Our government have already splurged big amount of money for the so-called modernization of our elections. Yet, until the last elections, what we have seen were aged ballot boxes, extra-large brown sheets for the canvassing, bottles of indelible ink that were not really effective, and pencils, felt-tipped pens, and padlocks with the acronym ‘Comelec’ branded on them. I should have not mentioned candlesticks and matches in case of brownouts. Before voting, tedious were the classroom-hopping sprees just looking for one’s precinct. Thus, Philippine elections last for months at most. Here is where most fraud are made.

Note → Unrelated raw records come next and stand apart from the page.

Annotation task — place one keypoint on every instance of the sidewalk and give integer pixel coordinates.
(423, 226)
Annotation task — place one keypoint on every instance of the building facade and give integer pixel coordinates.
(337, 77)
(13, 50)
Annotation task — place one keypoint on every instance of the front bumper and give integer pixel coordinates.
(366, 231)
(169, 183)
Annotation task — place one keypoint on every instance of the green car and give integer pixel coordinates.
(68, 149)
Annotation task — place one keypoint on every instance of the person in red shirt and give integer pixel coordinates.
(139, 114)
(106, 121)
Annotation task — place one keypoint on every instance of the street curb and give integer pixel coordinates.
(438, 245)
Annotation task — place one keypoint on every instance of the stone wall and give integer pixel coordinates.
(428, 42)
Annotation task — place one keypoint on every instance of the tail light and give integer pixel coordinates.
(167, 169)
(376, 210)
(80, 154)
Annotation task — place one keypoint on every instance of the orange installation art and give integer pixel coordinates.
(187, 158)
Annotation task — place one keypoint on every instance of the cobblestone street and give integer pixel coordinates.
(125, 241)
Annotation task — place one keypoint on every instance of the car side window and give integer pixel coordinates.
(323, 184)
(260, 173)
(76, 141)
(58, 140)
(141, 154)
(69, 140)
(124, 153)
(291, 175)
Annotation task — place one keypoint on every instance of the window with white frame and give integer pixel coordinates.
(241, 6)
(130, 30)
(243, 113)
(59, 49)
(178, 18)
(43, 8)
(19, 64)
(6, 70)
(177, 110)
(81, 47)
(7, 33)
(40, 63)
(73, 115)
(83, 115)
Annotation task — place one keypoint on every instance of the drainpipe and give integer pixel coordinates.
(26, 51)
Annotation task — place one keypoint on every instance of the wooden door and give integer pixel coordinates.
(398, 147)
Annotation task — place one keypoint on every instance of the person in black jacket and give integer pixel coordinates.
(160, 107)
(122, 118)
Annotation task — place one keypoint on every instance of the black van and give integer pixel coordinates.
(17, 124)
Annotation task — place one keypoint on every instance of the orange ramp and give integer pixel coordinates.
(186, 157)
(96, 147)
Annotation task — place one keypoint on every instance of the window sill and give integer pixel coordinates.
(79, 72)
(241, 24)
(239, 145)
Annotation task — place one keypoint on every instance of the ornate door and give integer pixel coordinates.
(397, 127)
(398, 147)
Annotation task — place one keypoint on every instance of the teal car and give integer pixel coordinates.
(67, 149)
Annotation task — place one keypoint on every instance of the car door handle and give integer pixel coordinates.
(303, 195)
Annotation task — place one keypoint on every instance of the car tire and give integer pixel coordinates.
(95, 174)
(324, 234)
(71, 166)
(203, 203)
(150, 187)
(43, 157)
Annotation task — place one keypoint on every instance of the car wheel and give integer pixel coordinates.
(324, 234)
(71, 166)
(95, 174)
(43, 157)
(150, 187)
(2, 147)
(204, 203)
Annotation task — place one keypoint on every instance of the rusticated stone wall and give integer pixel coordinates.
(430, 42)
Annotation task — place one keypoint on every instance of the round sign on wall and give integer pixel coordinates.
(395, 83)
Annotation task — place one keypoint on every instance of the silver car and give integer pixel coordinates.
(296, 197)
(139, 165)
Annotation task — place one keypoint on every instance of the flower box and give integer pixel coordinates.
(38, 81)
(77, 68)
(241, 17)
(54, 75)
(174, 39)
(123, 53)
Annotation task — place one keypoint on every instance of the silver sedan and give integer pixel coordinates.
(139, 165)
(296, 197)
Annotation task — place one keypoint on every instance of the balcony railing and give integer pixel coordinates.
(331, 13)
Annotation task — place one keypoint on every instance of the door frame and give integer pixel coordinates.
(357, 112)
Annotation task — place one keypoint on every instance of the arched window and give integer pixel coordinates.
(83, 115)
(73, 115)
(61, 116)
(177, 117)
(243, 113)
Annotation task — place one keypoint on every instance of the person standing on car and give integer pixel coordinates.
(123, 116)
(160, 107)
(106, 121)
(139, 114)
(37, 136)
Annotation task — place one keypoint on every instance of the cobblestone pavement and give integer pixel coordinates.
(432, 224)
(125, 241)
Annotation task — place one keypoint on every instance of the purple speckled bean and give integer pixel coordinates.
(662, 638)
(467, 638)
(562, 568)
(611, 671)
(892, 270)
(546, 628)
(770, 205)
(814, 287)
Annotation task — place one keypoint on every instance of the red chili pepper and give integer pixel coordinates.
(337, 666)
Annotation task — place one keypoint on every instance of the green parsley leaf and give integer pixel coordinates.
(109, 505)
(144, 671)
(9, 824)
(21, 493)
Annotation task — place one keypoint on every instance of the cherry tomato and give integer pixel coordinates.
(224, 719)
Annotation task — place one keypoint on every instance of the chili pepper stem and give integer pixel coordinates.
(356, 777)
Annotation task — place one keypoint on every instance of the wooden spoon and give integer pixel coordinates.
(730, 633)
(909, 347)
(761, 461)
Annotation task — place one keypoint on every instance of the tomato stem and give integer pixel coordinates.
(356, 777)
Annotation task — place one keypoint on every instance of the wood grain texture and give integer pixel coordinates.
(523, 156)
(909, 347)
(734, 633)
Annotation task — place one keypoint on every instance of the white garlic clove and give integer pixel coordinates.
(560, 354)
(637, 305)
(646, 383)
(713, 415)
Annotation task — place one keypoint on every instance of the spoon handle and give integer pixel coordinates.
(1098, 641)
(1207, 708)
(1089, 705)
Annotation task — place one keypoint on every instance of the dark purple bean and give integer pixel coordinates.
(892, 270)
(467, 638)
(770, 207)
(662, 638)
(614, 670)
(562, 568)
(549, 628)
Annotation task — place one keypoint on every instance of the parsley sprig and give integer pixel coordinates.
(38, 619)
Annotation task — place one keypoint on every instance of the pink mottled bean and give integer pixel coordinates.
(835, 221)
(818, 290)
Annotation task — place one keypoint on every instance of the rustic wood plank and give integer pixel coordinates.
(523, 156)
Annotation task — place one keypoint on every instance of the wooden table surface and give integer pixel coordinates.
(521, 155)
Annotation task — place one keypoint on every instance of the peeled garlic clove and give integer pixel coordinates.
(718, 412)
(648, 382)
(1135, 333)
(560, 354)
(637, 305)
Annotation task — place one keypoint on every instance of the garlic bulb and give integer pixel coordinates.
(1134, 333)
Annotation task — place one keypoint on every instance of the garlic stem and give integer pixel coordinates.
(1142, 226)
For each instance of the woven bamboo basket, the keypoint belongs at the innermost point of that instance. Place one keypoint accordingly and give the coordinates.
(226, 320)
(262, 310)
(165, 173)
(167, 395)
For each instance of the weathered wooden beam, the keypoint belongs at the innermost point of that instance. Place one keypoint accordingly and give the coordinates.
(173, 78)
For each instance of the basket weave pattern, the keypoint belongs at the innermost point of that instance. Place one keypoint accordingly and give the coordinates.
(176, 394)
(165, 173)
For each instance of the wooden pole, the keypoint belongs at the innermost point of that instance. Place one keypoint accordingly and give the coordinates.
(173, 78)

It’s time I think for us to consider ergonomics as one criterion for everything we do especially now that the whole world is deep in economic trouble. If employers are now looking for employees who are capable of multitasking, the government in its acquisitions should also think of equipment that are long-lasting and have multiple purposes. It’s time to think a little futuristic while other countries no longer think of our futuristic things as futuristic. Think of election computers, electronic canvassing machines, online transmission of votes. Consider eBidding to prevent ghost bidders. Consider the three or four or five-in-one machines instead of buying three or four or five separate machines. Less materials and shorter time, less corruption. Think of these before it’s too late.

Oh, and yes, Barack won, and the world knew it all before the clock ticks twenty-four hours. Perhaps, ergonomically speaking, we should strongly consider bringing back the two-party system.